Experimental studies have shown that T. pallidum can adhere to corneal stromal cells and enter the eye hematogenously, but it is difficult to detect spirochetes in eyes affected by syphilitic keratitis 1). Therefore, it is thought that the pathogenesis is centered on an immune reaction rather than direct corneal infection.

A leading hypothesis is that immune-mediated inflammation is triggered by a delayed-type hypersensitivity reaction to residual treponemal antigens in the cornea, or by molecular mimicry with self-antigens 1). Histopathologically, lymphocytic infiltration and vascular invasion are observed in the corneal stroma.

Following bilateral iritis lasting several weeks, intense ciliary injection and diffuse corneal cellular infiltration occur. Subsequently, scarring deep corneal opacification with vascular invasion develops. The condition subsides within 3 to 6 months after onset, leaving ghost vessels as empty vascular lumens. The opacification gradually tends to resolve but often does not completely disappear.

Even after appropriate treatment, recurrence occurs in 5–15% of patients.

Q What are ghost vessels?
A

Ghost vessels are vascular remnants without blood flow observed in the scarring stage of syphilitic interstitial keratitis. New blood vessels that invaded the corneal stroma during the active phase lose blood flow after inflammation subsides and remain as empty tubular structures. They are found in the deep corneal stroma and are an important sign of a history of syphilitic interstitial keratitis. Some ghost vessels remain patent and may carry red blood cells.

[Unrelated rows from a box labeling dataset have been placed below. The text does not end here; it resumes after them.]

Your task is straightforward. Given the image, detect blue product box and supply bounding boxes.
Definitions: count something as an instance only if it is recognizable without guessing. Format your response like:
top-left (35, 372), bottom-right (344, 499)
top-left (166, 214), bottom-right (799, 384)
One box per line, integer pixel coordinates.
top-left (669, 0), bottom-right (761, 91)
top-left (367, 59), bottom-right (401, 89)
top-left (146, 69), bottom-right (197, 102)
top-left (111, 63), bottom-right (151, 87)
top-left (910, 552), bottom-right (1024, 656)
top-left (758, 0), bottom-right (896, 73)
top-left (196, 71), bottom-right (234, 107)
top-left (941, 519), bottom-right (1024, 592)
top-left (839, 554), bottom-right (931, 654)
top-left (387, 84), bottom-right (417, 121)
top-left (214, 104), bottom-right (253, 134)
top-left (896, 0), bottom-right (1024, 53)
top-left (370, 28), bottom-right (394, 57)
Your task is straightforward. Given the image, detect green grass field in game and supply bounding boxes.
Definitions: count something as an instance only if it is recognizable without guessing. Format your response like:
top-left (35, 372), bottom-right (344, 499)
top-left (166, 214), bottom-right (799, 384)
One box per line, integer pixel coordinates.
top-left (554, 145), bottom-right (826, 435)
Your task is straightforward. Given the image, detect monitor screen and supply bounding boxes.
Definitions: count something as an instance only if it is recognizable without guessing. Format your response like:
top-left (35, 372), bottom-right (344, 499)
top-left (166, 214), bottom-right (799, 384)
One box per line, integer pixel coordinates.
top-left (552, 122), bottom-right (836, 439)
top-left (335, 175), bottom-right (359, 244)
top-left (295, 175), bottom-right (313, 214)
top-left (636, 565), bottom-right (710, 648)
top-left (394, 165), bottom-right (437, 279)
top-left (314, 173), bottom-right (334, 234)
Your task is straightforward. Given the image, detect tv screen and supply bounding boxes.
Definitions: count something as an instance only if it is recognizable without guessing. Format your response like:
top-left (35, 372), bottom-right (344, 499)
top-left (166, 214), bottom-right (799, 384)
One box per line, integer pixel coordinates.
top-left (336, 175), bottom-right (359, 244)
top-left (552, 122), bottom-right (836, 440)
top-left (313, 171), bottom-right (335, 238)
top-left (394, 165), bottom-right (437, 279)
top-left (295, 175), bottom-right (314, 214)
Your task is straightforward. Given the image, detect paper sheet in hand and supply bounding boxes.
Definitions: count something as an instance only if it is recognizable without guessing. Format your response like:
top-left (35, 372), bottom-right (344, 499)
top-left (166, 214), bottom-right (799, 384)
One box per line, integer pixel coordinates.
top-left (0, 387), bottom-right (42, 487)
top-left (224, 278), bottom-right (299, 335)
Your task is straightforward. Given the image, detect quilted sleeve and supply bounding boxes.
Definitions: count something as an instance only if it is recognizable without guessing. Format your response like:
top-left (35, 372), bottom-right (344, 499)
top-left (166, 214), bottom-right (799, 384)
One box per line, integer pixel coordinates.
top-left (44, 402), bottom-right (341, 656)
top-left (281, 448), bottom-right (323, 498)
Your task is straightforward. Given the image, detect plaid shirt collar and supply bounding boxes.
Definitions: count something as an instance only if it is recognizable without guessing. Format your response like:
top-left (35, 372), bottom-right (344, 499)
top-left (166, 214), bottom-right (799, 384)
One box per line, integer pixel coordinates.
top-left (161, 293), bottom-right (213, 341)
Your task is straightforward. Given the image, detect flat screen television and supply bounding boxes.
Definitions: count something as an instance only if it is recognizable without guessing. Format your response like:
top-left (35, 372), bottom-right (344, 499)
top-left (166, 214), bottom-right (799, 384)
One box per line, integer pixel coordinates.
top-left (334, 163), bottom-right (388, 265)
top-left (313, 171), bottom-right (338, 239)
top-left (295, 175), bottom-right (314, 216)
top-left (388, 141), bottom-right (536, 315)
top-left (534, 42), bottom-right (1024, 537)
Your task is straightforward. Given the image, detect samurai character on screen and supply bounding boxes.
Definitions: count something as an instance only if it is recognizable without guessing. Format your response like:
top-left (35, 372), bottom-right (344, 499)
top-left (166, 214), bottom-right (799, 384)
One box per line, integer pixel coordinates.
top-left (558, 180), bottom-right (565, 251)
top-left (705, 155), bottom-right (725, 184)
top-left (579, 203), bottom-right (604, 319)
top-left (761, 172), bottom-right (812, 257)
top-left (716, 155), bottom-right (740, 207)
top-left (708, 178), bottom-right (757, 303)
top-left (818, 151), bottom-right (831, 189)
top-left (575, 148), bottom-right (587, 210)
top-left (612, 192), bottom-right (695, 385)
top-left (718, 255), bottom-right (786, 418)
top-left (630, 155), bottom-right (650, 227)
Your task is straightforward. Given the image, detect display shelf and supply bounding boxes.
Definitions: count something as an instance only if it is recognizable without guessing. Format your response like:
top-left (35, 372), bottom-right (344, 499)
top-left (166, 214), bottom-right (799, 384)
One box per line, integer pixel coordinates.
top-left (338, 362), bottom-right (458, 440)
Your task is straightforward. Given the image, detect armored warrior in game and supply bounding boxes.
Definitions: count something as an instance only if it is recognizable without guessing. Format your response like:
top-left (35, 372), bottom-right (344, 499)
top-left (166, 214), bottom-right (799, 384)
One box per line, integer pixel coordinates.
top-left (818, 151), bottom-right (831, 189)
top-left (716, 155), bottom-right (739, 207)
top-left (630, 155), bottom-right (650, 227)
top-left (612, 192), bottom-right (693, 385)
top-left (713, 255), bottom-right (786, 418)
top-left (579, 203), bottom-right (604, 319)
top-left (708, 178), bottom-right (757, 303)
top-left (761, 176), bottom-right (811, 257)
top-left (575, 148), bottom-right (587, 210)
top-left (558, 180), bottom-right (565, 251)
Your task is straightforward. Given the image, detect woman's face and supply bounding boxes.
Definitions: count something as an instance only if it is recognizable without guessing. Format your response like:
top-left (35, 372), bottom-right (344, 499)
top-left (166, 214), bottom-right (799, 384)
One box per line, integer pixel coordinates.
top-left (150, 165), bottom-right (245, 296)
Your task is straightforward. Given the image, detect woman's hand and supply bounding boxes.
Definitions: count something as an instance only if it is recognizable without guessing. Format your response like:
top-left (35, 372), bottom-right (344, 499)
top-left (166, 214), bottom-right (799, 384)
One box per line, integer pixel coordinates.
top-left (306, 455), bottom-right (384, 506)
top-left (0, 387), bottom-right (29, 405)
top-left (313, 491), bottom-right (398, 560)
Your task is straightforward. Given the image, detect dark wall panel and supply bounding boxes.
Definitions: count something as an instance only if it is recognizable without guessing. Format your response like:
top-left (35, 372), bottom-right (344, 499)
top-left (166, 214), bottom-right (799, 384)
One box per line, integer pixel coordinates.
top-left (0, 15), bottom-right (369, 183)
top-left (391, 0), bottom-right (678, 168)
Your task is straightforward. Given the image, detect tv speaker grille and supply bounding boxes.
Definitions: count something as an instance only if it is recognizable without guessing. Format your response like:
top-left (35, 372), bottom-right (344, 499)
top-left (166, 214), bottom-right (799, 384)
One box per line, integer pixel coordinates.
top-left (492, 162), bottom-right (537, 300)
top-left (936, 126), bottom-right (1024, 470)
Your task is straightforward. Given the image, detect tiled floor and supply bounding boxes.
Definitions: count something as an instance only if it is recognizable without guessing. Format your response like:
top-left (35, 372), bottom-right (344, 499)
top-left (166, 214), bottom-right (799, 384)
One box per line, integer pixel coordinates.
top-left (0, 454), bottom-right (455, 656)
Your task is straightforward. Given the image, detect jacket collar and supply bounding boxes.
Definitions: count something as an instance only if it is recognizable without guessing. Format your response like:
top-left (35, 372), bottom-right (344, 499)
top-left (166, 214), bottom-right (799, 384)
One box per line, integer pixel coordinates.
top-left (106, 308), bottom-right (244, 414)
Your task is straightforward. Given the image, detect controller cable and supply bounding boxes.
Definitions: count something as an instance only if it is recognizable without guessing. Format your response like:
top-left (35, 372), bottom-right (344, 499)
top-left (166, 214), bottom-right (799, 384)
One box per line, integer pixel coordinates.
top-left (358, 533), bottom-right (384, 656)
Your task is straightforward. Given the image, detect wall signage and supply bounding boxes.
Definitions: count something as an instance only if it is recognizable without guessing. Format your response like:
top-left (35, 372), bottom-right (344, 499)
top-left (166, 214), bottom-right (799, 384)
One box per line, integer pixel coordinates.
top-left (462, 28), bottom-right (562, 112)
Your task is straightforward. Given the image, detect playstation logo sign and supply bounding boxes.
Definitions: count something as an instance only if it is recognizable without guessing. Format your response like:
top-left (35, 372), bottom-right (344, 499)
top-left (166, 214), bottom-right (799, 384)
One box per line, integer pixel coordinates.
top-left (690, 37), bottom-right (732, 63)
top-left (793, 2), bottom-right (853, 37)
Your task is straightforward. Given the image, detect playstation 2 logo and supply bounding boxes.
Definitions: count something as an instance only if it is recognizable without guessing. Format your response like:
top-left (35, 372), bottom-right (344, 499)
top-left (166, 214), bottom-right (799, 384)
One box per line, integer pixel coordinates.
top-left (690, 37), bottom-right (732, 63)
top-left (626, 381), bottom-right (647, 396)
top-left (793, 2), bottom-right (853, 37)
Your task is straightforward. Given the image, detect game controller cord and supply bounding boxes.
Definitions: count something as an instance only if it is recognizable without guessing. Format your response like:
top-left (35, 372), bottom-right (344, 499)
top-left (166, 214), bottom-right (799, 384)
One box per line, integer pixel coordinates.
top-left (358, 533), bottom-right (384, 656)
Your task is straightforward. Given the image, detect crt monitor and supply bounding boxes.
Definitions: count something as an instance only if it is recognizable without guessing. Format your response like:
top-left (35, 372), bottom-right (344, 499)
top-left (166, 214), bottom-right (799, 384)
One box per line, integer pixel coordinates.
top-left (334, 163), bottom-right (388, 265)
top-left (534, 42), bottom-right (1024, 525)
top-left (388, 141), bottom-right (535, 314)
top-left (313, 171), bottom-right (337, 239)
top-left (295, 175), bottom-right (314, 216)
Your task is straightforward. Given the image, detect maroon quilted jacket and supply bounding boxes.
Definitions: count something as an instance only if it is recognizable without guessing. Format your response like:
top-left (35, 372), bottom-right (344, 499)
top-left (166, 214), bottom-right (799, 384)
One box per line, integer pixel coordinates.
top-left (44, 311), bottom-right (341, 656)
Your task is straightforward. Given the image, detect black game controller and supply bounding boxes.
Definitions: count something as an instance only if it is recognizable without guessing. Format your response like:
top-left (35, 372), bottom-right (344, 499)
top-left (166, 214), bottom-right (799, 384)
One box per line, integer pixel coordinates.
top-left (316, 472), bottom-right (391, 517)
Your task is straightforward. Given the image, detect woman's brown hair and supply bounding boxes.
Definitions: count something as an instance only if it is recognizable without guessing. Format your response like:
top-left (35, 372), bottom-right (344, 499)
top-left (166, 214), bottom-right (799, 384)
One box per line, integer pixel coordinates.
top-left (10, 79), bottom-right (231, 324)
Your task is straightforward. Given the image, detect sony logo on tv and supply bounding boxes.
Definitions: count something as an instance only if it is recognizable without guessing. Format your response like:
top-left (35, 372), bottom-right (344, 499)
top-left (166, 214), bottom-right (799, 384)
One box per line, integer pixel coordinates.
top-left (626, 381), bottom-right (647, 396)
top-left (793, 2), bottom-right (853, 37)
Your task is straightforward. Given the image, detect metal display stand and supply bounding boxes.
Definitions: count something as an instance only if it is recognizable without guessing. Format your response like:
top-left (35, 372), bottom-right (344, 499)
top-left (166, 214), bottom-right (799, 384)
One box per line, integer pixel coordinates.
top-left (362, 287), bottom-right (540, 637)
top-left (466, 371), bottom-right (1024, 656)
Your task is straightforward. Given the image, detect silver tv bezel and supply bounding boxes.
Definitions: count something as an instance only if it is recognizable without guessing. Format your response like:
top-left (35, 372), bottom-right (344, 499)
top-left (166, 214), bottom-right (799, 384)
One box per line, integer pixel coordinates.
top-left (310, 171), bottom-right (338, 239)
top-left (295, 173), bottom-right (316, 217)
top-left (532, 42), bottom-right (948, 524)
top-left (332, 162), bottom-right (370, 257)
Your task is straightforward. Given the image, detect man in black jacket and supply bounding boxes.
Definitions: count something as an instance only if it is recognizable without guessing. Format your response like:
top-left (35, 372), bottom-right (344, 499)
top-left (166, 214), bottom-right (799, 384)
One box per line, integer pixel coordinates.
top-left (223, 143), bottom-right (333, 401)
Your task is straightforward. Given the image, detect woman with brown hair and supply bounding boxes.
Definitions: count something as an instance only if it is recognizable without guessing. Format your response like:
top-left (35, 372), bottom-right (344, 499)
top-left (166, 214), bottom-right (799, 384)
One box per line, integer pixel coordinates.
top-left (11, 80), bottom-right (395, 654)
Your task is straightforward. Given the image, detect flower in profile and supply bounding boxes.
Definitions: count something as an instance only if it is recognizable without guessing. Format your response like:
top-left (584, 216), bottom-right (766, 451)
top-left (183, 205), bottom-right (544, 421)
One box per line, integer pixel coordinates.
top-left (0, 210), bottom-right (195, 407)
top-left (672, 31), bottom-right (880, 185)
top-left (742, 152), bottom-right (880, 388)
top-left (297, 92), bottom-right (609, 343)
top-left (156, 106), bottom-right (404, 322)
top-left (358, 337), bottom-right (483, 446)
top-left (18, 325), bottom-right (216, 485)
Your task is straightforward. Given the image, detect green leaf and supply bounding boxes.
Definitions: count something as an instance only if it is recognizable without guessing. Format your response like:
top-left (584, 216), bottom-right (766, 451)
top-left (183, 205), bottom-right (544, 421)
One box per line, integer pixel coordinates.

  1. Chauhan K, Tyagi M, Naik M, et al. Demystifying Ocular Syphilis: A Major Review. Ocul Immunol Inflamm. 2023. DOI:10.1080/09273948.2023.2217246.

  1. Dixon J. Recurrent Syphilitic Keratitis. Br Med J. 1873 Mar 1;1(635):223. PMID: 20746987.
  2. Weisenberg de Gerber M, Dragone de Lewis R, Alberti de Cortés AM, Manera OO. [Syphilitic keratitis]. Rev Fac Cienc Med Cordoba. 1969;27(1):27-35. PMID: 5379763.